Adam is a character who appeared in seven of the eight videos of Barney & the Backyard Gang. In Campfire Sing-Along, he was replaced with Jeffrey because Alexander Jhin wasn't available at the time that video was filmed. Like Amy, Adam did not appear in Barney & Friends because Alexander Jhin was also unavailable in that series along with Becky Swonke.

====Amy====

Amy is a character who appeared in all eight videos of Barney & the Backyard Gang.

====Jason====

Jason is a character who only appeared in the first three videos of Barney & the Backyard Gang. He is able to tap dance and likes animals. However, he can also make waves with his arms, which he likes to do as well.

====Michael====

Michael is a character from the Barney franchise. First appearing in the Barney & the Backyard Gang video The Backyard Show, he also appeared in Barney & Friends, with his first appearance being "The Queen of Make-Believe". Michael lives with his little sister named Amy, his parents, and their dogs, Buster and Sparky. He likes to search for rocks when camping, meaning that he has a rock collection at home in a box. Michael is also a school crossing guard. In addition to his favorite food being cold watermelons, Michael is able to play the cello because he likes music; he is also known for playing soccer, however.

====Kim====

Kim is a character who appeared in various Barney episodes like with Barney & Friends episodes from Seasons 4 through 6. She lives with her parents, an older sister, and an adopted baby brother, and she has a friend named Kristen.
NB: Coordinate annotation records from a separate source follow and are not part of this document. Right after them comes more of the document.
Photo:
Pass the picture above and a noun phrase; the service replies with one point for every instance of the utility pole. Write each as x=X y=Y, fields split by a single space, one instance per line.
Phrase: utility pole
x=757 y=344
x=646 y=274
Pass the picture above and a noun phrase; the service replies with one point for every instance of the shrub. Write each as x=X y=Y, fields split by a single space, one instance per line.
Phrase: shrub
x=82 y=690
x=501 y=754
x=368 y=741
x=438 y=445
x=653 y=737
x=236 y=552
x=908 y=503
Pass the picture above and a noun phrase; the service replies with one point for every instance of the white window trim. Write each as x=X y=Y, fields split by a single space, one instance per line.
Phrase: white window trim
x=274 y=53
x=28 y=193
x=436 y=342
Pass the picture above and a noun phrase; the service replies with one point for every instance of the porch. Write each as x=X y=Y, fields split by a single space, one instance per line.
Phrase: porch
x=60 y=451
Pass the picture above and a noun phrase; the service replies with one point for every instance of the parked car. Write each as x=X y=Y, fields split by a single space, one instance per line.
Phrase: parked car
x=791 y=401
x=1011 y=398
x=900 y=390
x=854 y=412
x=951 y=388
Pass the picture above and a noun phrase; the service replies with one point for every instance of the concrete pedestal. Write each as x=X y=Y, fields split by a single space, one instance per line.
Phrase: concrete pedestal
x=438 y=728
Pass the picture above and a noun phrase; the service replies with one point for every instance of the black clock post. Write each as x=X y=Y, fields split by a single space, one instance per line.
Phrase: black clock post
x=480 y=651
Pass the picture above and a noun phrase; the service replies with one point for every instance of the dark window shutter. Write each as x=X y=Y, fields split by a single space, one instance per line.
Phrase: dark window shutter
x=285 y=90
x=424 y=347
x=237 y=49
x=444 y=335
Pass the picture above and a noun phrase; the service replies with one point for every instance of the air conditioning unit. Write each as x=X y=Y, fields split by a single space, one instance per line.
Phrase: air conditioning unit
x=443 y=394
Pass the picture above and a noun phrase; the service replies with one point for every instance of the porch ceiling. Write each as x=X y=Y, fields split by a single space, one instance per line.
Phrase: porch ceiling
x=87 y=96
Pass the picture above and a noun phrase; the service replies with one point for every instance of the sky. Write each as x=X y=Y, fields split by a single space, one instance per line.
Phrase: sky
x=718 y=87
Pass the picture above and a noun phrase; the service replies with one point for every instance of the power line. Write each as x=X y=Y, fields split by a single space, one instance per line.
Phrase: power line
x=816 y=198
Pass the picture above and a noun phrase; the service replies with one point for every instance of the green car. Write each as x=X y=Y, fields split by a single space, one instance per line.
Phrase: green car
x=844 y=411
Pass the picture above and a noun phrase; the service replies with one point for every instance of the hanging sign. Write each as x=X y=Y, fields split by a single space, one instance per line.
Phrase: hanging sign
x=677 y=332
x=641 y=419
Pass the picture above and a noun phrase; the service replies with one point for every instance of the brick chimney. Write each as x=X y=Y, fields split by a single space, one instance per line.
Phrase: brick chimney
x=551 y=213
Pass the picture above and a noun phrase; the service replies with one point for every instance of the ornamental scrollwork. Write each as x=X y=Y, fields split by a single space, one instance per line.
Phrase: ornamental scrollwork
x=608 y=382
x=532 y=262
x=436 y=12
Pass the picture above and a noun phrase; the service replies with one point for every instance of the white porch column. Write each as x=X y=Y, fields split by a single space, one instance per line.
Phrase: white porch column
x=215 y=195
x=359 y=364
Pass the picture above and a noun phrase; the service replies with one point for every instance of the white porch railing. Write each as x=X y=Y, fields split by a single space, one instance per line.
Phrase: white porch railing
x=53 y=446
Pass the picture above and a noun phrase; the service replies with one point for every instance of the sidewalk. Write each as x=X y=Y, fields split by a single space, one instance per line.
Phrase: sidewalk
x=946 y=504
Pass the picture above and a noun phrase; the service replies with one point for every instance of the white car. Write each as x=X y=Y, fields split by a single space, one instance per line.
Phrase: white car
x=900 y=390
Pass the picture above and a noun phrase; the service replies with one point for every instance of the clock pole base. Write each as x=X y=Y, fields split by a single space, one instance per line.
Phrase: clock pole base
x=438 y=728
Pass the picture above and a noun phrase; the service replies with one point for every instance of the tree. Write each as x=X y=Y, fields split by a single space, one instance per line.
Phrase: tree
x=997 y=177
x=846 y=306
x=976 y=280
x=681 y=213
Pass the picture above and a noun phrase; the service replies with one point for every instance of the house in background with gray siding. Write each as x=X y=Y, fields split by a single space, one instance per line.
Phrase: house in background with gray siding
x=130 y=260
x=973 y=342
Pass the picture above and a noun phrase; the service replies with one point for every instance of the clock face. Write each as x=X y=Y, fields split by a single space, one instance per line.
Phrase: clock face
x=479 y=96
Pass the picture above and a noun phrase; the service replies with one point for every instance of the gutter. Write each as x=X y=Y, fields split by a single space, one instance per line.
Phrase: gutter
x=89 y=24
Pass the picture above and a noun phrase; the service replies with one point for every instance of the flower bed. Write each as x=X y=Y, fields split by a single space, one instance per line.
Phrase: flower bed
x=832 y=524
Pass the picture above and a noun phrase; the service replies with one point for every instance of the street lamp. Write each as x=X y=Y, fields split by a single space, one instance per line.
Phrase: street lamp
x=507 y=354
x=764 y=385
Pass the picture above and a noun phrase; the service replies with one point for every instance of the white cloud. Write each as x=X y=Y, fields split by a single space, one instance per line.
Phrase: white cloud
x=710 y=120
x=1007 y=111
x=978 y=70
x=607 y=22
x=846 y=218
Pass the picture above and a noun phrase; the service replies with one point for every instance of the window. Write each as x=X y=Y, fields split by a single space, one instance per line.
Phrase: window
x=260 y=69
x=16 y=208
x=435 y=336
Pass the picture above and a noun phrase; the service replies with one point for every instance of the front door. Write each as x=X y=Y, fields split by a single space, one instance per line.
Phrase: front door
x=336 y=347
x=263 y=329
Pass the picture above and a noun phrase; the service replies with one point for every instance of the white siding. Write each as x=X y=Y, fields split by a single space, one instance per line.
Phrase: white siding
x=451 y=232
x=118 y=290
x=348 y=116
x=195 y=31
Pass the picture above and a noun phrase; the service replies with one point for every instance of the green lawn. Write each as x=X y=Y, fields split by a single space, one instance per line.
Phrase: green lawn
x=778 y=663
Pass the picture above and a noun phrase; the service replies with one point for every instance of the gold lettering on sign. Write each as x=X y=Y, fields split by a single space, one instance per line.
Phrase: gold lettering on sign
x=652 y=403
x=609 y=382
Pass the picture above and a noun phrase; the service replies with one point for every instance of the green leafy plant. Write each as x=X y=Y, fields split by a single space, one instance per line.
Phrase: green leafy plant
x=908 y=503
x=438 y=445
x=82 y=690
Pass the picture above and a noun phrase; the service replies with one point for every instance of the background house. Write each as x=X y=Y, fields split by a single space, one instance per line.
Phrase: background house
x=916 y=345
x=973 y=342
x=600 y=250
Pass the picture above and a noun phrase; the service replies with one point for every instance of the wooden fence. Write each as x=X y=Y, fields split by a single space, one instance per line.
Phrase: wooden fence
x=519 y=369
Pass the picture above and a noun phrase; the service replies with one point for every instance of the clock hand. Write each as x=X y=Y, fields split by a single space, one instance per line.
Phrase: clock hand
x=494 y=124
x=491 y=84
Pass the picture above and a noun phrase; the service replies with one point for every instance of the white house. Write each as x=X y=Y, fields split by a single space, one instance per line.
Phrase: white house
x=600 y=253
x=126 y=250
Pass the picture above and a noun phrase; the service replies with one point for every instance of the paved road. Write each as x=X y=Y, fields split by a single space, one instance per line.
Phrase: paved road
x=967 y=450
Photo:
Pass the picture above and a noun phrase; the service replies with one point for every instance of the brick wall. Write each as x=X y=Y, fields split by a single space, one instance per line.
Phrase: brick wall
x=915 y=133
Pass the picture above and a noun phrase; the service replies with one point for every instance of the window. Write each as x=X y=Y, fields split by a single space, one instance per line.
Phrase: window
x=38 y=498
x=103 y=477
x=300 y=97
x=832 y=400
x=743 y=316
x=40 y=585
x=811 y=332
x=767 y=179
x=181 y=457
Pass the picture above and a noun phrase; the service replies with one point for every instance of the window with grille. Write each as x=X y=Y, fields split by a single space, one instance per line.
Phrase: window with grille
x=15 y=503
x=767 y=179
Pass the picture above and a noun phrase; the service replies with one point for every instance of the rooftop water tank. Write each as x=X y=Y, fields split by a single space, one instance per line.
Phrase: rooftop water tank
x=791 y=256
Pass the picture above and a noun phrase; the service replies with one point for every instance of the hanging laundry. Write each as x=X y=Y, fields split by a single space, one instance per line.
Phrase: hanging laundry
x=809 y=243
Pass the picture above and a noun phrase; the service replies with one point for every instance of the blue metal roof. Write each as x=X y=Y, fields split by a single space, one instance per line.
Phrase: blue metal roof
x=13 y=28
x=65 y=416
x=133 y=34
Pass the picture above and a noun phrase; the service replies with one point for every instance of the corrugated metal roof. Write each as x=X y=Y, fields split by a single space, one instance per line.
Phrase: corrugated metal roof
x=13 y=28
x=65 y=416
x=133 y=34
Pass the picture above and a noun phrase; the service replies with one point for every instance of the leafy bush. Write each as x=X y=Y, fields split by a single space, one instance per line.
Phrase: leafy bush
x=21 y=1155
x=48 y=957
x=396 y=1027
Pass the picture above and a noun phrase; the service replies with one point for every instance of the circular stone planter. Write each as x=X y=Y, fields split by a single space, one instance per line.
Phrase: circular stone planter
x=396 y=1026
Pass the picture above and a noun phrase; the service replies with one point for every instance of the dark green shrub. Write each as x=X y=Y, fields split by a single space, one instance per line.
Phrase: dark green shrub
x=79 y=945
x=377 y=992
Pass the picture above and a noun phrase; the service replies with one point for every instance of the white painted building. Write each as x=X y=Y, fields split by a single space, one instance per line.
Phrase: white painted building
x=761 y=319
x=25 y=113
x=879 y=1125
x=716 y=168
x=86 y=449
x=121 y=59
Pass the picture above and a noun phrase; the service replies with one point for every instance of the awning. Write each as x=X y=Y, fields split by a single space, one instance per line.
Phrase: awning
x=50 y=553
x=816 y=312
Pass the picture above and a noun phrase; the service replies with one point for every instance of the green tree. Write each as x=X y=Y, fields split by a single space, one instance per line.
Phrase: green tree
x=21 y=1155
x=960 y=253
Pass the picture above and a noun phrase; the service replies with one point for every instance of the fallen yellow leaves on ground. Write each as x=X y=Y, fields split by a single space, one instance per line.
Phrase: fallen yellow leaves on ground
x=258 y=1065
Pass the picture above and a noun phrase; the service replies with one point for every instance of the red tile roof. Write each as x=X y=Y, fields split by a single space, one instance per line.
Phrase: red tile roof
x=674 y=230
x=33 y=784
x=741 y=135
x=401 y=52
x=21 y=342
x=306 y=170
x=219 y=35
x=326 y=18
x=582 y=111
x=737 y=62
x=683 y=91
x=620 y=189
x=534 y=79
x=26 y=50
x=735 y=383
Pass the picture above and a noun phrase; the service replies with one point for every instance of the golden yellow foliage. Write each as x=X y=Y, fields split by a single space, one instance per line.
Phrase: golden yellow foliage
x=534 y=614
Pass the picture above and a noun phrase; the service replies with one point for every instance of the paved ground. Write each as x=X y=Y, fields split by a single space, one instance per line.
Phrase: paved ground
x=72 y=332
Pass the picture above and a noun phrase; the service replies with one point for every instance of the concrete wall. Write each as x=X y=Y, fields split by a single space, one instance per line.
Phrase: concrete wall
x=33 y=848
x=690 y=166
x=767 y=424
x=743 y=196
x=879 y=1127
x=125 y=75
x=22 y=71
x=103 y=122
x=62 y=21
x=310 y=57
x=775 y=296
Kim prefers to dance and sing. However, she also knows how to play the flute. Her favorite bear is the giant panda. In "A Picture of Health" it was revealed that Kim once accidentally damaged her foot and needed to head to the hospital for an X-ray.

==Recurring==
===Mother Goose===

Mother Goose is a character from Barney & Friends. Based on the fictional storyteller of the same name, she is an imaginary author who lives in the "Land of Mother Goose" (a land featuring her house, her garden, other characters from nursery rhymes, etc.) and prefers to speak in "rhyme". Mother Goose has been around for a large number of years for a quite long time and has a pet goose named Clarence (who appeared in "Honk! Honk! A Goose on the Loose!" and Barney's Big Surprise). Frequently, she already knows Barney's friends, as she knows the name of everyone who has ever read her rhymes.